La asistencia a la Conferencia Comsec, sobre informática y seguridad en la red, estaba restringida: sólo entraban profesionales del sector de la seguridad y defensores de la ley y no se permitía el acceso a extraños. Anderson sabía que colarse en el ordenador del registro y agenciarse las acreditaciones pertinentes era uno de los pasatiempos de todo hacker joven en el ámbito nacional. Sólo dos o tres de ellos habían sido capaces de conseguirlo en toda la historia de la conferencia.

– ¿Cómo lograste entrar?

Gillette se encogió de hombros.

– Encontré una acreditación que alguien había tirado.
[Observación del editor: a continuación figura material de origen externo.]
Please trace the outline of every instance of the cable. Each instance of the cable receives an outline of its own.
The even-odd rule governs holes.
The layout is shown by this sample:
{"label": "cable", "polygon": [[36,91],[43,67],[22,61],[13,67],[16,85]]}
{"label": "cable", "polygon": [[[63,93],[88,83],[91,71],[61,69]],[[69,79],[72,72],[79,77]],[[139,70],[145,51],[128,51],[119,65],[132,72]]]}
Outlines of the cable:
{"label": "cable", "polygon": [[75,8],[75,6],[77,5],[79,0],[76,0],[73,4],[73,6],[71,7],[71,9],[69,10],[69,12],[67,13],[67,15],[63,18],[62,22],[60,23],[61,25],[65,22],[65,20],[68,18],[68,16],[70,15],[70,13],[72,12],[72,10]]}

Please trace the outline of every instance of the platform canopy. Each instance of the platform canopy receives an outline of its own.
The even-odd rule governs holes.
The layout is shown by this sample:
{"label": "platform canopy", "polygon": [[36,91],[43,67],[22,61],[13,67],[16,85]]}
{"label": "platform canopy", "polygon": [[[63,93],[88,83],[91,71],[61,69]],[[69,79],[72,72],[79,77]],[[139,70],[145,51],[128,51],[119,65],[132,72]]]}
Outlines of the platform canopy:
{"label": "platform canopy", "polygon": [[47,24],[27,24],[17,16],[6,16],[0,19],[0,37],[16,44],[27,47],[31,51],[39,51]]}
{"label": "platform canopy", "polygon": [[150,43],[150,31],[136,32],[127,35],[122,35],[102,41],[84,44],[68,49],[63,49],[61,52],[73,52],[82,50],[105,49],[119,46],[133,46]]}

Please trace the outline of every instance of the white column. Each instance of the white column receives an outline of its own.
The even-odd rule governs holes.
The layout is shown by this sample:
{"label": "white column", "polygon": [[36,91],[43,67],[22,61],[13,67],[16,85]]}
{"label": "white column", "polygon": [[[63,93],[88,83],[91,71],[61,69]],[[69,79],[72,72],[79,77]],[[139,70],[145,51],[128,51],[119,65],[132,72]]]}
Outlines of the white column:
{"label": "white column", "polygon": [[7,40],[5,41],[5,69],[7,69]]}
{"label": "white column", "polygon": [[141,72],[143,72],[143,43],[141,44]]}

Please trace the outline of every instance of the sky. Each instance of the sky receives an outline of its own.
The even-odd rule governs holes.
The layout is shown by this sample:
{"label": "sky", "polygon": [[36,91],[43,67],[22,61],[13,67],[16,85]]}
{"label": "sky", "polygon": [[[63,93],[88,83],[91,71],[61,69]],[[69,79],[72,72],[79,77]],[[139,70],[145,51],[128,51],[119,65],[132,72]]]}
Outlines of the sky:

Anderson asintió con escepticismo.

– ¿Qué te pareció mi ponencia?

– Estoy de acuerdo con lo que dijo: los chips de silicio quedarán obsoletos en unos cuantos años. Los ordenadores funcionarán con electrónica molecular. Y eso significa que los usuarios tienen que empezar a buscar nuevas formas de protección frente a los hackers.

– Nadie más pensó eso en la conferencia.

– Lo abuchearon -recordó Gillette.

– ¿Tú no?

– No. Tomé notas.

El alcaide se apoyó en una pared mientras el policía se sentaba frente a Gillette y abría un fichero para echarle una ojeada y refrescarse la memoria.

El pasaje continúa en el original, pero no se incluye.